Faktabatam.id, NASIONAL – Menteri Kesehatan Budi Gunadi Sadikin resmi menetapkan Permenkes Nomor 1 Tahun 2026 tentang Kejadian Luar Biasa (KLB), Wabah, dan Krisis Kesehatan. Peraturan ini diterbitkan sebagai langkah strategis untuk menyelamatkan nyawa, mencegah terjadinya disabilitas, serta menjamin layanan kesehatan esensial tetap berjalan di tengah situasi darurat.
Berdasarkan salinan resmi yang diterima di Jakarta, Rabu (4/2/2026), peraturan ini ditandatangani pada 20 Januari 2026. Dokumen tersebut mencakup 12 bab dan 175 pasal yang mengatur secara mendalam mengenai pencegahan serta koordinasi lintas sektor dalam penanggulangan krisis kesehatan di Indonesia.

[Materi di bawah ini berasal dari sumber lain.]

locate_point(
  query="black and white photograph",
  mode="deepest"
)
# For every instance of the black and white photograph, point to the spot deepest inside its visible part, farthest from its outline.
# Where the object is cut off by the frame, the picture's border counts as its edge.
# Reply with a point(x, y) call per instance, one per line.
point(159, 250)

Ketentuan Layanan dan Sistem Komando
Salah satu poin krusial dalam Permenkes Nomor 1 Tahun 2026 adalah pengaturan sistem satu komando melalui Koordinator Klaster Kesehatan untuk pusat pengendalian operasi kesehatan. Selain itu, regulasi ini mewajibkan seluruh fasilitas pelayanan kesehatan, baik milik pemerintah maupun swasta, untuk tetap memberikan layanan selama masa krisis.
Kewajiban fasilitas kesehatan ini tertuang secara tegas dalam pasal 119 yang menyebutkan bahwa layanan diberikan demi menyelamatkan nyawa dan mencegah kedisabilitasan lebih lanjut.
“Memberikan layanan kesehatan saat krisis kesehatan, demi menyelamatkan nyawa, mencegah kedisabilitasan lebih lanjut, dan kepentingan terbaik bagi pasien,” bunyi pasal 119 dalam peraturan tersebut.
Pengaturan Karantina dan Sanksi
Regulasi terbaru ini juga memperketat pengawasan di pintu masuk negara, seperti pelabuhan dan bandara. Pasal 16 merinci prosedur karantina bagi orang, suspek, atau kontak erat yang menolak mengikuti protokol kesehatan.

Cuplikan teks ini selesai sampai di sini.